# Voopoo Drag vs Vaporesso Revenger



## David Pilkington (16/1/18)

I currently have a Revenger 220W and am super happy with it. But the look of the Drag really has taken me. 

Thoughts on selling the Revenger and buying a Drag?


----------



## Moerse Rooikat (16/1/18)

David Pilkington said:


> I currently have a Revenger 220W and am super happy with it. But the look of the Drag really has taken me.
> 
> Thoughts on selling the Revenger and buying a Drag?


dibs on the revenger its nice and small fits my pocket would like a second
the drag is to box shape


----------



## Hallucinated_ (17/1/18)

The paint will start chipping off after a week or two, that's if you into buying into the hype.


----------



## 87hunter (17/1/18)

Had my drag for two and a half months. Use it every day and love it. Mate has a revenger and loves his. 
I personally prefer the drag, but it's just my opinion.


----------



## Timwis (17/1/18)

Don't really understand why you are considering selling the Revenger if your "super happy with it"

Reactions: Agree 1


----------



## David Pilkington (17/1/18)

Timwis said:


> Don't really understand why you are considering selling the Revenger if your "super happy with it"

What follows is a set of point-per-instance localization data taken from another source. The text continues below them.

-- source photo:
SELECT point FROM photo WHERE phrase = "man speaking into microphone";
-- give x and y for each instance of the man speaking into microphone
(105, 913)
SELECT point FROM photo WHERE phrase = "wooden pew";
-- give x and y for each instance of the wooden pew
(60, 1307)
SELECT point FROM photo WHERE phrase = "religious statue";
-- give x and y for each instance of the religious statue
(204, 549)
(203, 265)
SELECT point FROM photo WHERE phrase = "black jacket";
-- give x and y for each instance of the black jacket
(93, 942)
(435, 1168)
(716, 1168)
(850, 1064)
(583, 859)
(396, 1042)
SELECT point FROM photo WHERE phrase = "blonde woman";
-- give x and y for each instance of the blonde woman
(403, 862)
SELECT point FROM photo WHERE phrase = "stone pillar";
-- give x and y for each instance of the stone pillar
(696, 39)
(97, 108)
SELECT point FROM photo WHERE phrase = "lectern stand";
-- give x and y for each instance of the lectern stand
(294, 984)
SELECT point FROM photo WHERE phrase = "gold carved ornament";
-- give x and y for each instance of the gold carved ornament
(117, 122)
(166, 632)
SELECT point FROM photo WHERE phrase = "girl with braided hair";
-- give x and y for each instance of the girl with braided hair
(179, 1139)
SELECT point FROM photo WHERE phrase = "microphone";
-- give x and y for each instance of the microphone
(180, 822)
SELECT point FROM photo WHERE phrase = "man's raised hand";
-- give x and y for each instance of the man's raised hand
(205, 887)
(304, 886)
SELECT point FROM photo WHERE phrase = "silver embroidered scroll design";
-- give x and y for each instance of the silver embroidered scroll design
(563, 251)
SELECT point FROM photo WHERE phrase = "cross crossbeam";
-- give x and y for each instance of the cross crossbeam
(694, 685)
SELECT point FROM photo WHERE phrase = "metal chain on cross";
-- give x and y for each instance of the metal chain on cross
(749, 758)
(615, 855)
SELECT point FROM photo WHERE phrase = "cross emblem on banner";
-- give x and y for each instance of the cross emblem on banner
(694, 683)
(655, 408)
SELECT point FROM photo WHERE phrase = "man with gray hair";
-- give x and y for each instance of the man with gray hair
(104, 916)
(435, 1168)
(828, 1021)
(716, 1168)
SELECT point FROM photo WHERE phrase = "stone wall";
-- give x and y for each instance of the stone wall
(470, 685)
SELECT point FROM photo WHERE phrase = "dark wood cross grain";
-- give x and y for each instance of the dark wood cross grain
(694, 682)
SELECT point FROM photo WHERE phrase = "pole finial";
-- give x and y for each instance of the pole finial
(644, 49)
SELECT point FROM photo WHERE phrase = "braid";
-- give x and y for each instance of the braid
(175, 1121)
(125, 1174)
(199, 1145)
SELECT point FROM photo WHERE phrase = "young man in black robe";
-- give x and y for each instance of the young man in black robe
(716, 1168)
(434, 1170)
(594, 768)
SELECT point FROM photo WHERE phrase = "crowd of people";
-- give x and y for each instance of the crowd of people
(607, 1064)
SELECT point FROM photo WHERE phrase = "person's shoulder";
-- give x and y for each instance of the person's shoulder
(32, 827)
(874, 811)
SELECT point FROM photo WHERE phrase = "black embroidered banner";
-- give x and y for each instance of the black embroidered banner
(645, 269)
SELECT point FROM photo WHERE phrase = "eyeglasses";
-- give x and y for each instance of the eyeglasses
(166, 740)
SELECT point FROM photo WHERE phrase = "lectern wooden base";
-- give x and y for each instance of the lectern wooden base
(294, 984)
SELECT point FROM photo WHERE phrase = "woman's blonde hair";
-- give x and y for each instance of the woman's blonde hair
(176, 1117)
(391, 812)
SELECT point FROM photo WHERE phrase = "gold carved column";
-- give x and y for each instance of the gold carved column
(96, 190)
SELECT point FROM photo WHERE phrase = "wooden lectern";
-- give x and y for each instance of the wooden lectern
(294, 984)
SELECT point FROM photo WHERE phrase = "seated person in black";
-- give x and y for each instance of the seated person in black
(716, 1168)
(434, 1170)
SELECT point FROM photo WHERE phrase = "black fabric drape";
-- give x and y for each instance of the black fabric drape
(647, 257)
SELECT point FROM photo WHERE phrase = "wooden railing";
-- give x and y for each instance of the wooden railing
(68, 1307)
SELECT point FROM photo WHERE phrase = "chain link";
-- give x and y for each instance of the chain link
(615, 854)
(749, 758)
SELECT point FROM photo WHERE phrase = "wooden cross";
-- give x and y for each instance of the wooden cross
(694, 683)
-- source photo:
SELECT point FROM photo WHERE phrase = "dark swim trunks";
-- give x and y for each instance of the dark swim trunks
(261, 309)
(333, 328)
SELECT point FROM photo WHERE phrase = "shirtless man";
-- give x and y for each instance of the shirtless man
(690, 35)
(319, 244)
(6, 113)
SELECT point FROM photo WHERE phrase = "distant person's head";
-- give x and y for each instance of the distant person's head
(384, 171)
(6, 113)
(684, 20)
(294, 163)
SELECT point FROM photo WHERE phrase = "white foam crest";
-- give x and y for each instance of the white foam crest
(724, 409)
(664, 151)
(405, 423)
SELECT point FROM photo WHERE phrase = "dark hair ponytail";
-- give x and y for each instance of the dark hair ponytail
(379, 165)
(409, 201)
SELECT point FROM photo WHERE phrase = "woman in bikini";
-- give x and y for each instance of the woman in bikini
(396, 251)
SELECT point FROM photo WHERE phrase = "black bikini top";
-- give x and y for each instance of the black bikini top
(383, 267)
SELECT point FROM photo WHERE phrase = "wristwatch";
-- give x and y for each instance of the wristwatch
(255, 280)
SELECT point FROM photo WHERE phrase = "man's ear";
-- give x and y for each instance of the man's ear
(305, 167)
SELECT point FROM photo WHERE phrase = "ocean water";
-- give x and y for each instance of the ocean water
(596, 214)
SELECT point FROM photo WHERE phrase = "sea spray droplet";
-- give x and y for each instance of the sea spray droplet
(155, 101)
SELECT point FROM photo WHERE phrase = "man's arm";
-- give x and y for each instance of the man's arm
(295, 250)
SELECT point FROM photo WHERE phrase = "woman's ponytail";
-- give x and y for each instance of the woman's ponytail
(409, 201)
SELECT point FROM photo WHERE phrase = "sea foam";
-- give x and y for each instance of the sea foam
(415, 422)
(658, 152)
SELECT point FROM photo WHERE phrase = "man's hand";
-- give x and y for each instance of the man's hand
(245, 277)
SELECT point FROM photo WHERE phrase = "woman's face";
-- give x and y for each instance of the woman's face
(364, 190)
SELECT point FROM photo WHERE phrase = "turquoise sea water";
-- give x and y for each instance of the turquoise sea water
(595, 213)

Its the aesthetic appeal of the Drag that is calling me.


----------



## Trishan Gounden (17/1/18)

I love the look of the drag, have one myself. Take really good care of it. Would also be nice to get a glove for it. In my opinion the revenger has a little bit of a plastic feel to it. The drag is solid. In terms of the firing, comparing the two rate, I can't say much.


----------